I can confirm that this issue also exists in RHEL 5.2<
nscd in RHEL 5.1 doesnt seem to have this.
If you want lookups in the chroot to use chroot's nsswitch.conf and passwd/group/..., then doing the lookups through library functions from process started outside of chroot which did at least one lookup outside the chroot is very wrong anyway, even when not using nscd. nsswitch.conf is read just once per process, and if e.g. nsswitch.conf outside of chroot doesn't even use files, or uses ldap/nis/nis+/... first before falling back to files, while nsswitch.conf inside of the chroot is just files, then it will misbehave without nscd in the picture as well.
What you really want is doing the lookups in a process started in the chroot.

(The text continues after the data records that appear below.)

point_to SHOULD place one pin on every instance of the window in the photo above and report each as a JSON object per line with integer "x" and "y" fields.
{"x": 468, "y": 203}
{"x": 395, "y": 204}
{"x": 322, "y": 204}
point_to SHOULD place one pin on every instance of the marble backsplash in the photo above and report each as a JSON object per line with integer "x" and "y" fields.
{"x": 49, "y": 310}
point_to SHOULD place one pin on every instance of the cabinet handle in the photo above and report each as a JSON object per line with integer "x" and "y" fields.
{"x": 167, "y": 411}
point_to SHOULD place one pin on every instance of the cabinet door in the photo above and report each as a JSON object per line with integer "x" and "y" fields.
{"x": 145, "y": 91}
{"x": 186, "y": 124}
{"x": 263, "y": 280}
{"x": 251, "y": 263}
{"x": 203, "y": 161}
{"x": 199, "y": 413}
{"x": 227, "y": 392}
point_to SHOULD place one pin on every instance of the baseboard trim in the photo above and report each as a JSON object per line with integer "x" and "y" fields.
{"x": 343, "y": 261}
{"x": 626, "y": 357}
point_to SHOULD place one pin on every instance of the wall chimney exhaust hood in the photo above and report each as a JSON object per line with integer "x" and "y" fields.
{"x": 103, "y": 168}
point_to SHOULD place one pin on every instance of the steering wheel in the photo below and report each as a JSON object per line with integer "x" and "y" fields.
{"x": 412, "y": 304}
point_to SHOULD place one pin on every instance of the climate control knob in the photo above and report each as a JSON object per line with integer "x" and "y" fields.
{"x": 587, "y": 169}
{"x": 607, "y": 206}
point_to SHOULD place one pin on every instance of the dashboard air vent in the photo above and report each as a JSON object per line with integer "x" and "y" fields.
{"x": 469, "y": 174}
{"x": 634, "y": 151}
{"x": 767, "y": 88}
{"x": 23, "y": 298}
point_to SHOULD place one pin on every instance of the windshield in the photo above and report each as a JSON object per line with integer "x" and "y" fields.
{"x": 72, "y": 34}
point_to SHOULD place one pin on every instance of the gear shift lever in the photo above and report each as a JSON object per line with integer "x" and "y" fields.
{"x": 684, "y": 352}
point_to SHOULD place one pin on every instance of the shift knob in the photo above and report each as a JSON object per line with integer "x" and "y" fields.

You don't need to spawn it all the time for every file or rpm being installed,
it is enough to spawn it just once and you could talk to it over pipe, etc.
It could even use inotify on the /etc/ files and doing some caching for you when the files haven't changed.
This message is a reminder that Fedora 10 is nearing its end of life.
Approximately 30 (thirty) days from now Fedora will stop maintaining
and issuing updates for Fedora 10. It is Fedora's policy to close all
bug reports from releases that are no longer maintained. At that time
this bug will be closed as WONTFIX if it remains open with a Fedora
'version' of '10'.
Package Maintainer: If you wish for this bug to remain open because you
plan to fix it in a currently maintained version, simply change the 'version'
to a later Fedora version prior to Fedora 10's end of life.
Bug Reporter: Thank you for reporting this issue and we are sorry that
we may not be able to fix it before Fedora 10 is end of life. If you
would still like to see this bug fixed and are able to reproduce it
against a later version of Fedora please change the 'version' of this
bug to the applicable version. If you are unable to change the version,
please add a comment here and someone will do it for you.
Although we aim to fix as many bugs as possible during every release's
lifetime, sometimes those efforts are overtaken by events. Often a
more recent Fedora release includes newer upstream software that fixes
bugs or makes them obsolete.
The process we are following is described here:
nscd behaves as it is expected to. No change.